Micmacs is a Gallic mishmash.
It's a sloppy souffle that falls more than it rises. It's airless whimsy.
Micmacs is the sporadic story of Bazil (Dany Boon), whose father was killed by a landmine in north Africa. Bazil himself is collaterally damaged when a shootout, outside the video store in which he works, leaves a bullet in his skull.
Bazil is welcomed into an underground family of misfits -- a contortionist, a human cannonball, and the rest of a motley crew. He finally enlists their help to avenge himself on two arms manufacturers. But the road to vengeance is venal.
Micmacs alludes to other, much superior movies, but when a movie does this it opens itself to further diminution. In Micmacs, in a crucial scene, in the video store Bazil is watching The Big Sleep (1946) on tv and speaking the dialogue along with Bogart and Bacall. Micmacs even borrows music from The Big Sleep. But it's The Big Snooze.
Some reviewers have compared Micmacs to classic silent comedy. They actually have mentioned the sublime BK -- I can't bring myself to mention his name. If in any way it's BK-oriented, it's Burger King, with droopy french fries.
The writing by director Jean-Pierre Jeunet and scenarist Guillaume Laurant is weak. If you appreciate a character (Remington) who continually speaks in cliches, and a conversation confusing "gaze" and "gays," Micmacs may be for you.
Micmacs is like a home movie that the moviemaker, his family, and friends think is a ball. They mug at each other ad nauseam. One expects Mr. Bean to wander into the proceedings.
Actor Dany Boon (Bazil) is in the tradition of ... nothing.
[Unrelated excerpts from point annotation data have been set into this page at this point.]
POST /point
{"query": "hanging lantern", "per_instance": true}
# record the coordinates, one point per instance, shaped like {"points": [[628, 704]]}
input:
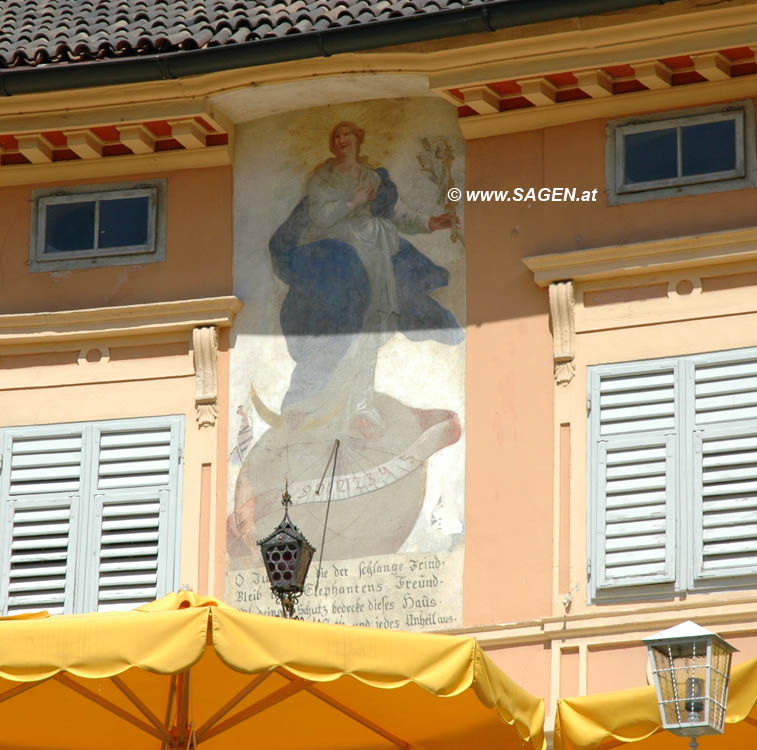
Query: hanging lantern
{"points": [[286, 555], [691, 668]]}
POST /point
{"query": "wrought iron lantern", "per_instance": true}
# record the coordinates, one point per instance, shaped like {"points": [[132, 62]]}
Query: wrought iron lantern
{"points": [[287, 555], [691, 668]]}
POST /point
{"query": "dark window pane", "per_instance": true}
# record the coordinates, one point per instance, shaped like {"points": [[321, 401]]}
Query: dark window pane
{"points": [[709, 147], [69, 227], [651, 155], [123, 222]]}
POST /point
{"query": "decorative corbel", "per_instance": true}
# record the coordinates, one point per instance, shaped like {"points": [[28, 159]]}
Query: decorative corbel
{"points": [[205, 345], [562, 308]]}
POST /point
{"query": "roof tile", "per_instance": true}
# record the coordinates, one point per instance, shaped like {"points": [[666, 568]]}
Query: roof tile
{"points": [[34, 32]]}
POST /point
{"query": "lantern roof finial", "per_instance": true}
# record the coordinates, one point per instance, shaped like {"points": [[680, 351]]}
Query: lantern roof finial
{"points": [[685, 631]]}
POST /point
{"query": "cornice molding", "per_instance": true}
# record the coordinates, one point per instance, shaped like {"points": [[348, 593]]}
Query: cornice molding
{"points": [[645, 258], [524, 52], [117, 321], [616, 625]]}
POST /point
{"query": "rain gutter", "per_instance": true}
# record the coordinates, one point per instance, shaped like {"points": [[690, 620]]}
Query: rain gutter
{"points": [[407, 30]]}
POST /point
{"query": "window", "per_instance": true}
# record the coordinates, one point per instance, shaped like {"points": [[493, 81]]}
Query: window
{"points": [[98, 225], [89, 514], [692, 152], [673, 475]]}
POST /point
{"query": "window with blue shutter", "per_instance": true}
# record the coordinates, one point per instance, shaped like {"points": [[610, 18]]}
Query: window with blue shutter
{"points": [[89, 515], [672, 461]]}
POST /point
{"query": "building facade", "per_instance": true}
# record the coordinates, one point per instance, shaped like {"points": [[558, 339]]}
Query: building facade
{"points": [[524, 410]]}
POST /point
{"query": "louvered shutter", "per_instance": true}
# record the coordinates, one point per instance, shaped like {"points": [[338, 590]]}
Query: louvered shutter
{"points": [[725, 467], [135, 519], [633, 475], [40, 495]]}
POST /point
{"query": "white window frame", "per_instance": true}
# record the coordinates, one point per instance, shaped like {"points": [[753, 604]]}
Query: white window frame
{"points": [[684, 527], [153, 251], [86, 506], [742, 176]]}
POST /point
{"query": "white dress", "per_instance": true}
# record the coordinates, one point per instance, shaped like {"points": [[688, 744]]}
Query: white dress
{"points": [[375, 240]]}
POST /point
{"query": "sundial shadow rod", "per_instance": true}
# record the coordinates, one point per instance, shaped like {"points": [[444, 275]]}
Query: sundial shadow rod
{"points": [[334, 454]]}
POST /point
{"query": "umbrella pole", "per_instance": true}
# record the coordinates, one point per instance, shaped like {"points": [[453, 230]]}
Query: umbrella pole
{"points": [[182, 704]]}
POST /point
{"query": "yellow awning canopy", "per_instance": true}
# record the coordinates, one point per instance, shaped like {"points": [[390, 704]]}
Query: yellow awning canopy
{"points": [[608, 720], [187, 670]]}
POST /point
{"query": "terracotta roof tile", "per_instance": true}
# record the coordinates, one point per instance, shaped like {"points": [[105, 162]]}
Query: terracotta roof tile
{"points": [[44, 31]]}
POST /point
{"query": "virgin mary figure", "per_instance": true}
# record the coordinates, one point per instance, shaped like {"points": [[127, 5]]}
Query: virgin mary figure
{"points": [[354, 281]]}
Bazil's "romantic" interludes with Elastic Girl are not in the same species with Bogey and Bacall.
Jeunet directs with coy tenacity and stubborn (not ingenious) emphasis on machines and gadgetry. While It reminds some of silent comedy, for me it's noisy plumbing.
Jeunet suddenly changes his tone near the end when he has characters holding photos of children who have been maimed and crippled by weapons.
He follows this with a sequence emphasizing how movies use trickery and artificiality.
Throughout Micmacs, Bazil's patented gesture is smacking himself in the head.
I know the feeling. He smacked me, too.